Welcome to the ‘Boro!
New students quickly learn that they’re also part of Murfreesboro, whose people reach out to students and make them feel at home. And many students reciprocate by engaging in the civic life of the city.
Living in Murfreesboro means you’re in the middle of it all—at the geographic center of the state. (There’s even a monument to prove it.) The city is within comfortable driving distance of other cities across Tennessee and neighboring states.
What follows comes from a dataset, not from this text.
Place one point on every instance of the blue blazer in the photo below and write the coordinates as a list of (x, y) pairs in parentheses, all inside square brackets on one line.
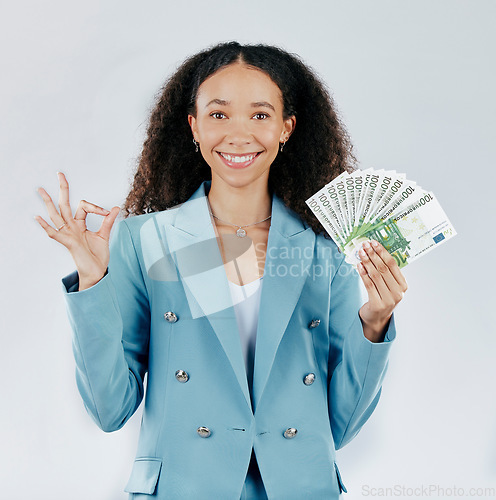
[(164, 309)]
Murfreesboro is a growing city of more than 130,000 that ranks as the fastest-growing large city in Tennessee and in the top 15 in the U.S. The ‘Boro offers a vibrant quality of life that led Rolling Stone magazine to call it “a surprisingly hip town.” Murfreesboro is in Rutherford County, the fastest growing county in the state. Its booming economy ranked first in the nation just a few years ago.
Citing its “small-town charm,” impressive growth, and a university in MTSU that is beloved by its alumni and supporters, Southern Living magazine also recently named Murfreesboro one of the “South’s Best College Towns.” Murfreesboro was among 21 towns described as “some true hidden gems of the South.” The magazine highlighted cities with 350,000 people or fewer where “the college is a driving force in the character of the town.” Knoxville was the only other Tennessee town listed.
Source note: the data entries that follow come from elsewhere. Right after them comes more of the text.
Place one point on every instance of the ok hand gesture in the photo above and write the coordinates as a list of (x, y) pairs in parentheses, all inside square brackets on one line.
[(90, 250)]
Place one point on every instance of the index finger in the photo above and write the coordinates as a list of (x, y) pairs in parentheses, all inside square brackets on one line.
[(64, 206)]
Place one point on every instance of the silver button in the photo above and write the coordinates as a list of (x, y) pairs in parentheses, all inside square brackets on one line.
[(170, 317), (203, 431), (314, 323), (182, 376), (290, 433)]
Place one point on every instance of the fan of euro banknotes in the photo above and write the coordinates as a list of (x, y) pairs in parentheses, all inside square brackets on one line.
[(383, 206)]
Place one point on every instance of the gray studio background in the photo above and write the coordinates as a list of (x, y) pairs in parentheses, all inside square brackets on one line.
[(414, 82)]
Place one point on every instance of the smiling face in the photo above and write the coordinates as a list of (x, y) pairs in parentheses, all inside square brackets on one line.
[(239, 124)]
Referencing MTSU’s renowned music business and recording program, the magazine notes that music is also king in Murfreesboro, located just a half hour from musical industry hub Nashville. The ‘Boro is home to live music on campus, at venues, in parks, at restaurants, and at events like the Main Street JazzFest, put on by the MTSU School of Music, Southern Living points out. Students can find plenty of flavorful food around town, from Mexican to Greek cuisine, barbecue to Southern Cajun, and even Tolkien-inspired fare at the Green Dragon Public House.
MTSU is located about 30 miles from Nashville, ranked in the 13 “hottest American cities” by Business Insider and in the top 10 for growth and prosperity by Brookings Institute.
About 40 College of Media and Entertainment students worked at the internationally acclaimed Bonnaroo Music and Arts Festival―most for course credit―through a unique partnership. Some used MTSU’s $1.7 million Mobile Production Lab to recorcd and film concerts, while others file multimedia reports for news outlets.
MTSU boasts the Center for Chinese Culture and Music, the only center of its kind in North America. The center, which includes a gallery of Chinese musical instruments, also promotes language, business, and trade. The 3,200-square-foot center on Bell Street is part of MTSU’s Confucius Institute.